It seems that prospects for the U.S. economy are unlikely to improve significantly in the coming weeks. In the wake of weak retail sales, poor foreign trade and disappointing unemployment figures, forecasts for economic growth have been cut by independent economists.
The Senate Banking Committee was also provided with a dim outlook from Federal Reserve Chairman Ben Bernanke during his report to Congress.
Bernanke stated that: ‘The U.S. economy has continued to recover, but economic activity appears to have slowed somewhat during the first half of this year.’
He went on to cite the continuing European debt crisis as one of the principle threats to a U.S. recovery: ‘Europe’s financial markets and economy remain under significant stress, with spillover effects on financial and economic conditions in the rest of the world, including the United States.’
The Fed has bought 2.3 trillion dollars of mortgage and government related debt, as well as holding overnight borrowing costs near zero with the aim of lowering long-term interest rates. But even with these recovery injections given by the Fed, weak overall growth has meant unemployment remaining persistently high, with a slim likelihood of it falling below 7% in the next year. Bernanke stated that seasonal factors could no longer be used to explain soft hiring and that any improvement to the situation would probably be ‘frustratingly slow’.

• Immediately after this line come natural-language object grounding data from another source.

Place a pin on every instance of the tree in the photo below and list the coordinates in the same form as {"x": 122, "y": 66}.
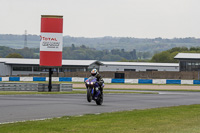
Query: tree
{"x": 14, "y": 55}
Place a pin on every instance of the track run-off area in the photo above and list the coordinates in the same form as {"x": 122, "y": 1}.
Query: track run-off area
{"x": 15, "y": 108}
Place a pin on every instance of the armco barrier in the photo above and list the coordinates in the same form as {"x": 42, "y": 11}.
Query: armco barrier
{"x": 5, "y": 86}
{"x": 145, "y": 81}
{"x": 106, "y": 80}
{"x": 117, "y": 80}
{"x": 55, "y": 87}
{"x": 172, "y": 81}
{"x": 66, "y": 79}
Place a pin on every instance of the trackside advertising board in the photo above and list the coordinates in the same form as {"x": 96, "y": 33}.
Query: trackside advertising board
{"x": 51, "y": 40}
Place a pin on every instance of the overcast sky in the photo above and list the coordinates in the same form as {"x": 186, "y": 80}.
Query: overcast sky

He went on to say that the deteriorating state of the labour market will prevent the 8.2 per cent national jobless rate from experiencing any rapid progression. Average job creation has dropped by 151, 000 between the first and second quarters.
Although mention was made to lower oil prices helping to bring inflation under control and positive developments in the housing sector, concerns about economic growth were also voiced. Bernanke pointed out that after a 2.5% GDP gain for the second half of 2011, in the second quarter of 2012 growth had slowed to less than 2% with the second quarter experiencing an even smaller gain.

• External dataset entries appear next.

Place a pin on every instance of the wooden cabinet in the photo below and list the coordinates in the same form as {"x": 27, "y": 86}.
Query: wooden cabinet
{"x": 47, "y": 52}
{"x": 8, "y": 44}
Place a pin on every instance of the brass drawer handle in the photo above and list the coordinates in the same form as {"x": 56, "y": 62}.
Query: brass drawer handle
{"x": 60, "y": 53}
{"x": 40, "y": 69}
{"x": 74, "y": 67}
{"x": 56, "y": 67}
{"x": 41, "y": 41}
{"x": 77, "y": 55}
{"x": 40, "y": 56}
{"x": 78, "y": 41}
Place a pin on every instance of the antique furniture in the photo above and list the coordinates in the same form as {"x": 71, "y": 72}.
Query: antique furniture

Bernanke was vague in what steps will now be taken. Despite referring to many stimulus possibilities, such as quantitative easing, he stressed that all options contained an element of risk.
He stated that ‘We are looking for ways to address the weakness in the economy should more action be needed to promote a sustained recovery in the labor market.’

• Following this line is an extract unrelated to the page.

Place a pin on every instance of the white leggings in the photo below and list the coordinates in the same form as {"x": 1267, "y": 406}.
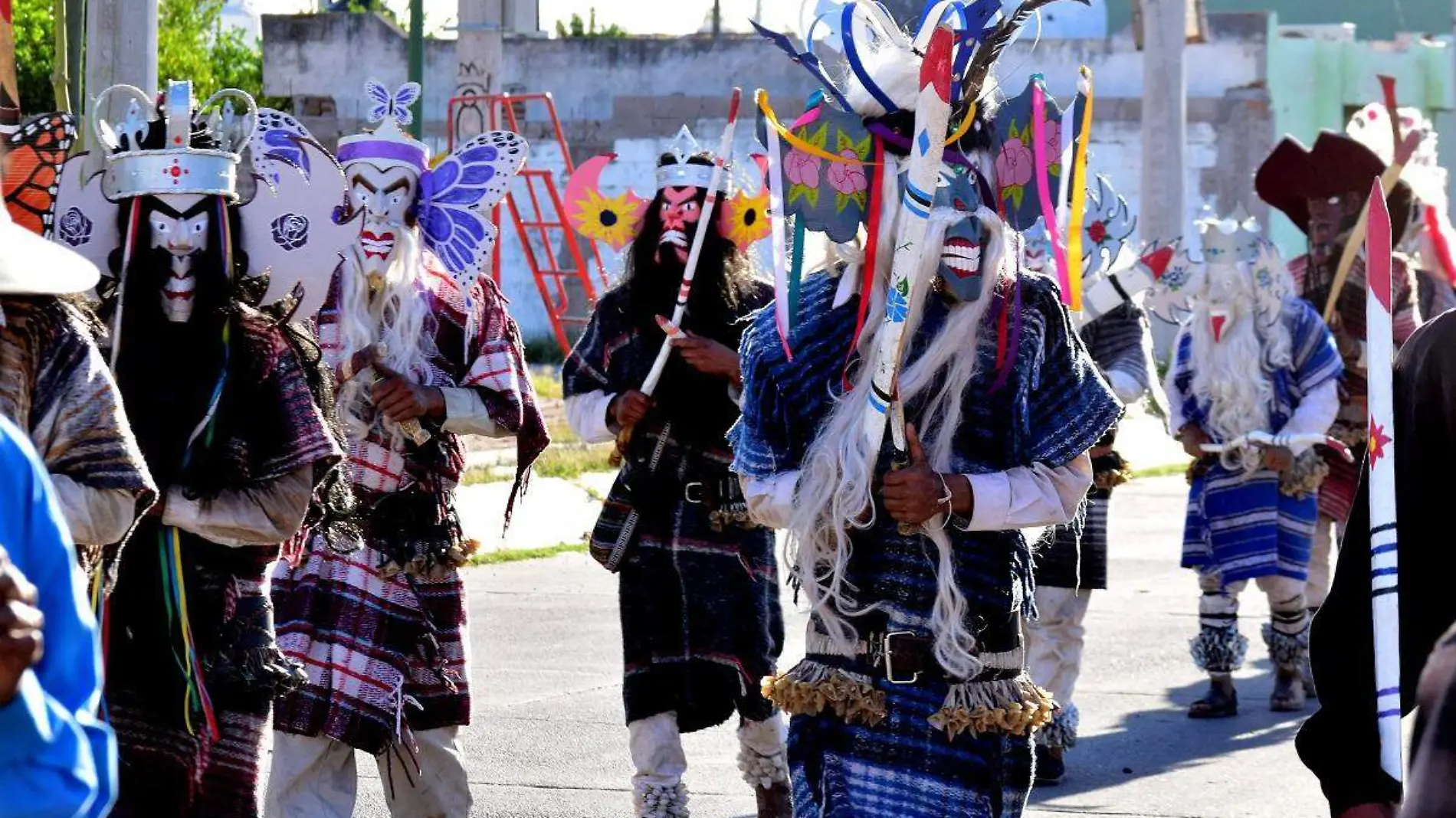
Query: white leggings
{"x": 316, "y": 777}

Bernanke went on to urge Congress to take immediate action to aid the economy. He said that addressing the nation’s fiscal challenges would be the best support they could offer, but went on to say it must be done in such a way that recovery was protected from further harm: ‘In no way am I saying that we shouldn’t be making strong efforts to achieve long-term sustainability. It would be better to make that plan soon but to have the effects come in more gradually to allow the recovery the air it needs in the short-term.’
Bernanke expressed how essential it was to stop the weak economy from drifting into recession. He felt that the next years scheduled spending cuts and tax hikes should be avoided.